Toda la escena podría haber formado parte de una de las crónicas con las que Shireen Abu Akleh mostraba al mundo la atrocidad cotidiana de la ocupación. Esta, la de su entierro, ha sido su última crónica. Y como las otras, las que realizó durante años, cuando estaba viva, esta crónica del asalto al féretro que la llevaba y a quienes la acompañaban en ese último viaje no es sino un fiel reflejo de lo que ocurre en los territorios palestinos bajo ocupación militar israelí. Quizás ese rigor informativo, su empeño en mostrar la realidad —es decir, la verdad de lo que ocurre en Palestina—, haya sido la razón de su muerte o, mejor dicho, haya sido la razón del disparo del francotirador israelí que la asesinó. No fue un disparo fortuito, sino muy certero, justo en el estrecho espacio de carne que el chaleco antibalas no podía cubrir, una fina línea en el cuello junto a la oreja, talón de Aquiles que ninguna armadura protege. Ahí apuntó el soldado israelí. Buen tiro. 

Como siempre, la imponente maquinaria de propaganda —incluidos los lobbies sionistas en el exterior de Israel— se puso en marcha para encubrir el crimen: primero “han sido disparos de jóvenes palestinos”, luego “no tenemos constancia de que ninguno de nuestros soldados haya disparado”, después “quizás hubo algunos disparos por parte de nuestras Fuerzas de Defensa”… Un inciso: las fuerzas militares que actúan en los territorios palestinos ocupados son “fuerzas de ocupación”, no fuerzas de defensa como a sí mismas se llaman y como muchos medios de comunicación, adoptando el lenguaje del ocupante, las denominan. El lenguaje rara vez es inocente.   

Shireen Abu Akleh era una testigo incómoda, sus crónicas llegaban a cientos de miles de hogares del mundo árabe y ponían sonido a las voces e imagen a los rostros que las fuerzas de ocupación quieren silenciar y ocultar.

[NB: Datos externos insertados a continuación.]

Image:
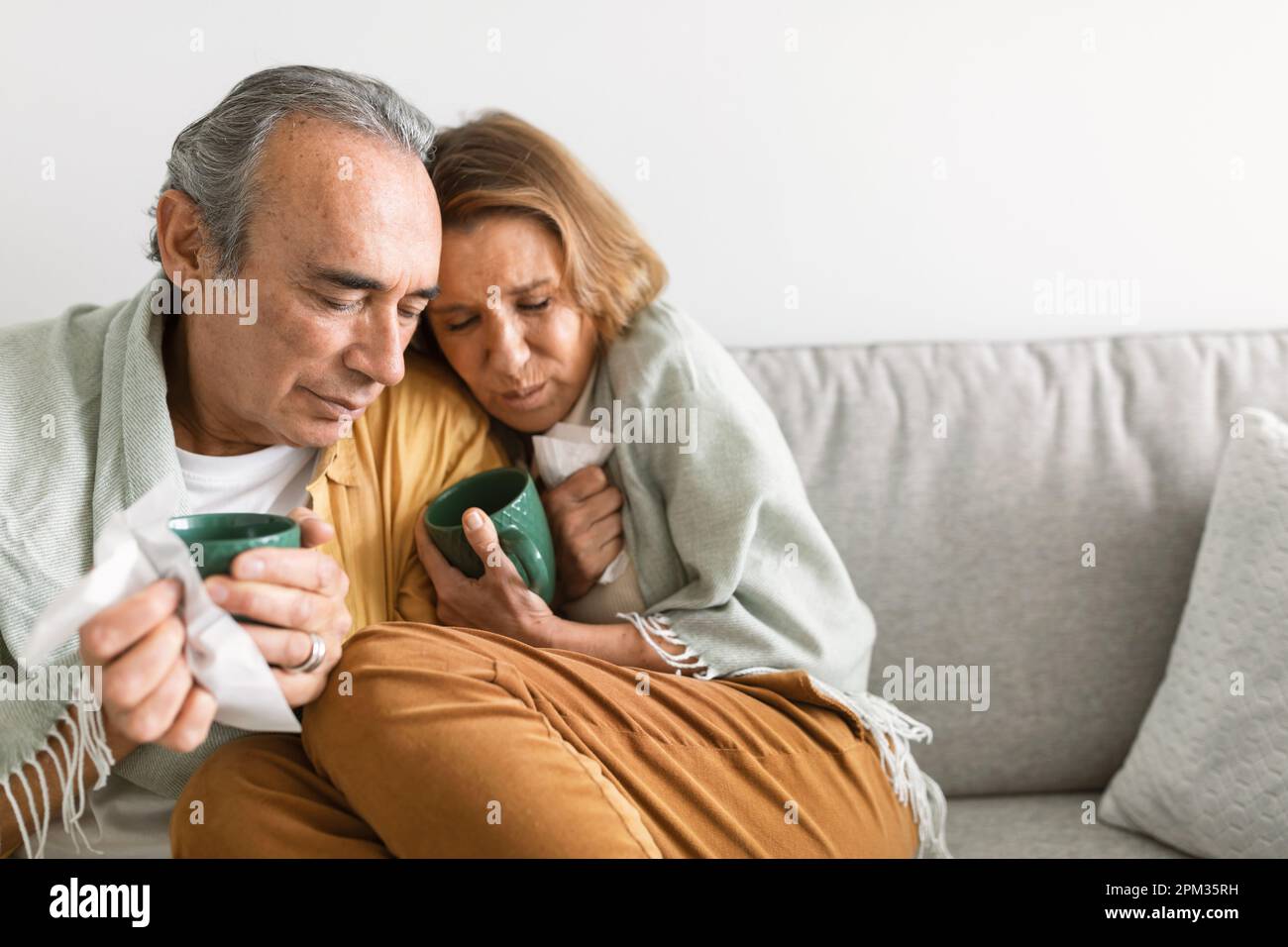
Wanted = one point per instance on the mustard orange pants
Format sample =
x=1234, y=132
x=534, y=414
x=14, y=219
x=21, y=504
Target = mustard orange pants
x=454, y=742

No hay familia palestina que no la conozca. A través de la pantalla del televisor estaba presente en las comidas y en las reuniones familiares y era la suya una presencia amiga, cercana, admirada y respetada siempre. Sus funerales han sido una impresionante manifestación de duelo de toda la sociedad palestina, musulmanes y cristianos, de Fatah, del Frente Popular y de Hamás, de los campos de refugiados y de los barrios de la clase media, mujeres y hombres, jóvenes y viejos. Una impresionante manifestación de duelo, de afecto y de reconocimiento a su trabajo.

Era una periodista rigurosa, comprometida con la verdad y muy valiente. Pero además de todo eso, Shireen era hija, hermana, amiga, compañera… Una mujer capaz de romper cada día “ese techo de cristal” con el que las mujeres topan cuando crecen profesionalmente. O simplemente cuando crecen. Muchas jóvenes árabes dentro y fuera de Palestina se han mirado en su ejemplo de vida para romper prejuicios, estereotipos y limitaciones que su sociedad les impone. La emancipación de la mujer en Palestina tenía el rostro de Shireen Abu Akleh.        

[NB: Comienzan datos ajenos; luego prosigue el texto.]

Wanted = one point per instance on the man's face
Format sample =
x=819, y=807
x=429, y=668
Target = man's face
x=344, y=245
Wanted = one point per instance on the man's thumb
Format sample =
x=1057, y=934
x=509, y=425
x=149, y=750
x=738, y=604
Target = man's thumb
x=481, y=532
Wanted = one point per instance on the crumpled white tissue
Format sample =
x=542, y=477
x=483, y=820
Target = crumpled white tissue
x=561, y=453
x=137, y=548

Shireen Abu Akleh era una testigo incómoda, sus crónicas llegaban a cientos de miles de hogares del mundo árabe y ponían sonido a las voces e imagen a los rostros que las fuerzas de ocupación quieren silenciar y ocultar

La conocí, o más exactamente coincidí con ella, en el puesto de control israelí de Kalandia, a la entrada de Ramalla, en abril de 2002. El Ejército israelí había lanzado una terrible operación en Cisjordania que llamaron “cinturón defensivo” –las ofensivas israelíes acostumbran a llevar nombres que sugieren que el bombardeo masivo o la incursión letal no es sino un acto de legítima defensa– y había ocupado, aislado y sometido a estricto toque de queda las ciudades cisjordanas. Nadie, ni representantes de la ONU, ni diplomáticos, ni organizaciones humanitarias, ni por supuesto medios de comunicación, nadie podía entrar ni salir de Ramalla, Nablus, Tulkaren, Belén, Yenin… Y los periodistas nos apostábamos en los check-point a la entrada de las ciudades, esperando el momento de poder pasar.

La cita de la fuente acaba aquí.